RESULTS: Of the initial 177 articles, only 16 case-control studies met all of the inclusion criteria. A total of 1614 UC patients and 2863 healthy controls were included in this study. Fourteen studies were performed on Asian populations, and two studies on Caucasian populations. Results of the meta-analysis revealed that IL-17A and IL-17F genetic polymorphisms potentially increased UC risk under both allele and dominant models (P < 0.001 for all). The results also showed that UC patients had higher serum IL-17 levels than healthy controls (SMD = 5.95, 95%CI: 4.25-7.65, P < 0.001). Furthermore, serum IL-17 levels significantly correlated with the severity of UC (moderate vs mild: SMD = 2.59, 95%CI: 0.03-5.16, P < 0.05; severe vs mild: SMD = 7.09, 95%CI: 3.96-10.23, P < 0.001; severe vs moderate: SMD = 5.84, 95%CI: 5.09-6.59, P < 0.001). The NOS score was ≥ 5 for all of the included studies. Based on the sensitivity analysis, no single study influenced the overall pooled estimates. Neither the Begger’s funnel plots nor Egger’s test displayed strong statistical evidence for publication bias (IL-17A/F genetic polymorphisms: t = -2.60, P = 0.019; serum IL-17 levels: t = -1.54, P = 0.141).

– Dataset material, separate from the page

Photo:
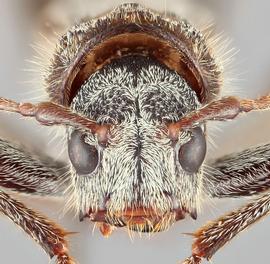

CONCLUSION: The findings strongly suggest that IL-17A/F genetic polymorphisms and serum IL-17 levels contribute to the development and progression of UC.

Keywords: Ulcerative colitis, Interleukin-17, Polymorphism, Serum, Meta-analysis

Core tip: This is the first meta-analysis focusing on the associations of interleukin-17 (IL-17) genetic polymorphisms and serum IL-17 levels with the risk of ulcerative colitis. The results of the study indicate that both IL-17A/F genetic polymorphisms and serum IL-17 levels may play a role in the development and progression of ulcerative colitis.